Who has the power to claim historical cultural property?
Looks like there’s really no stopping the auction of our historical documents
Nov 30, 2018
When historian Ambeth Ocampo said it is we who repeat history, it really hit me.
He’s right. We really have no one else to blame over how repetitive the turn of events are in our country except ourselves. And this point really hits hard today.
Today is Andres Bonifacio’s 155th birthday, but it’s anything but happy.
In recent months we’ve written about the resurfacing of important historical documents and artifacts. Among these are Bonifacio’s letters, his Katipunan flag, Juan Luna’s disputed “Spoliarium” boceto, and now the latest, Emilio Aguinaldo’s deadly telegram to Antonio Luna.
But the circumstances behind these discoveries aren’t worth celebrating. They’re all coming to light not because they’re being placed in a museum where they belong—but under the gavel.
We keep harping on about how we need to instill patriotism and love for country, and yet we—our government and cultural agencies most especially—have no power to claim these properties back for the public to see and learn from. Simply because we can’t afford it.
Our agencies’ budgets can’t match the rocketing prices of the auctions, and in the first place, our government can’t participate in an auction. Our laws also don’t give them the power to demand—or as Leon Gallery’s Jaime Ponce de Leon states, “confiscate”—these items back.
ANC shares that the National Historical Commission of the Philippines (NHCP) had written to request the Leon Gallery to hold the lot of historical documents until the government can buy the items. NHCP said they might need more time before the purchase since the fund they will be using will come from the 2019 budget. De Leon protested this, saying current law does not stipulate the agency can do this.
This isn’t the first time this has happened, and Leon certainly isn’t the first gallery or auction house to do this.
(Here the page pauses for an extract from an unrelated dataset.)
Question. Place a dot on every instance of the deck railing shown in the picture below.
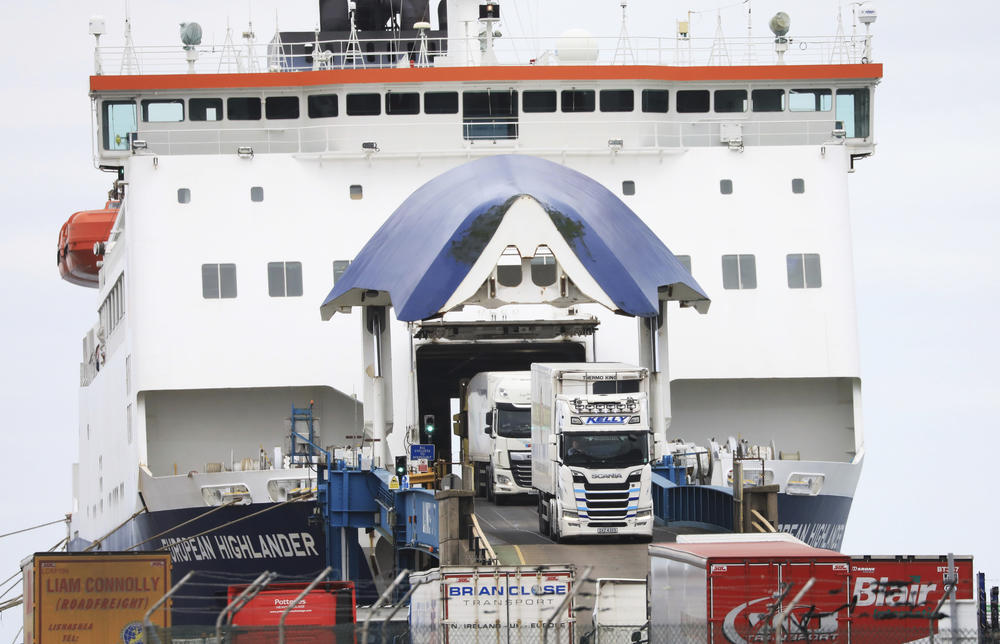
(374, 53)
Instances like this will continue happening, I surmise, until we have a strong agency or government arm that will not only update laws, but have a strong political will to reclaim, protect, and preserve our historical and cultural properties.
In the meantime, on Bonifacio’s birthday, we can only pray that whoever successfully wins the bid will put these documents to good use, and not just for clout. And perhaps utter a sorry to ol’ Andoy, too. Sorry we keep repeating the mistakes you and your generation have.